たぶん、俺のこの間違いこそがあらゆる諸悪の根源となってしまったような気もするが、別にそういうわけでもないという気もする。


 それはアンズに訊いてみなければ解らない。




 天城ハルト、十三歳、十月某日。


「じゃあ、今日はハルトんちな!」


 そうデカい声で言って玄関を駆け出ていこうとする友人数人を見送りつつ、俺は後ろで靴を履き替えていたアンズに気づいて言った。


「ああ、アンズ。これからウチでゲームするんだけど、お前も来いよ」


 え? とアンズは中学生になっても相変わらず長い前髪の下から、驚いたように俺を見る。と、友人の一人がどこか攻撃的な口調で言う。


「えー? 男だけでやろうぜ。男だけのほうが楽しいって」

「ん? ああ、いや……」


 その気持ちは解る。よく解るんだが……だからといって、ここでアンズを無視することは俺にはできなかった。


 アンズは中学に入ってから、一人でいることが多くなっていた。というか、ほとんどいつも一人だった。

小学の頃から女子よりも男子と過ごしていることが多かった(アンズのニックネームを『昆虫ハカセ』にして、男子グループに巻き込んでいた俺のせいでもある。)のだが、中学に入ってより女子一般とは趣味が合わなくなってしまったらしく、女子の輪からは完全に弾かれてしまっていた。

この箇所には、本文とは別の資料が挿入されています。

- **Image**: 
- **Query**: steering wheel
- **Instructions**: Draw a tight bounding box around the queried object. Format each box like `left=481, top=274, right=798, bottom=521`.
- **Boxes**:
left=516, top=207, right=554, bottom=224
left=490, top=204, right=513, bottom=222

 おまけに、中学になると男と女の間にある壁が心なしか高く分厚くなって、そのせいでアンズは男子からも浮いた存在になってしまっていたのだ。


 そんな状況に対してずっとモヤモヤし続けていた俺は、苦い顔をしている友人を首に腕を回して引き寄せて、


「お前、そんなこと言うなよ。前はよくアンズとも遊んでただろ?」

「いや、そうだけど……」

「アイツのおかげで、俺たちがどれだけカブトムシゲットしたと思ってんだよ。お前、あの時の恩を忘れたのかよ」


 俺はそう友人をねじ伏せて、ぽつんと立ち尽くしていたアンズに言った。


「やっぱりお前も来いよ。――ああ、いや、でも用事があるなら――」

「ううん、用事はないよ」

「そうか? なら、一回家に帰ってから――じゃ、ダメか。お前、俺んちの場所知らないよな。なら、このまま――」

「ううん、ハルト君の家は知ってるよ」

「え? ああ、そうか? なら、後でな」


 アンズを家に呼んだことなんてこれまであったか? と訝りながら、俺はアンズと別れた。


 この頃くらいまでは、まだアイツも『普通』だった。そう思っていたが、いま思い返してみると、いくらか兆候は出ていたような気がしなくもない。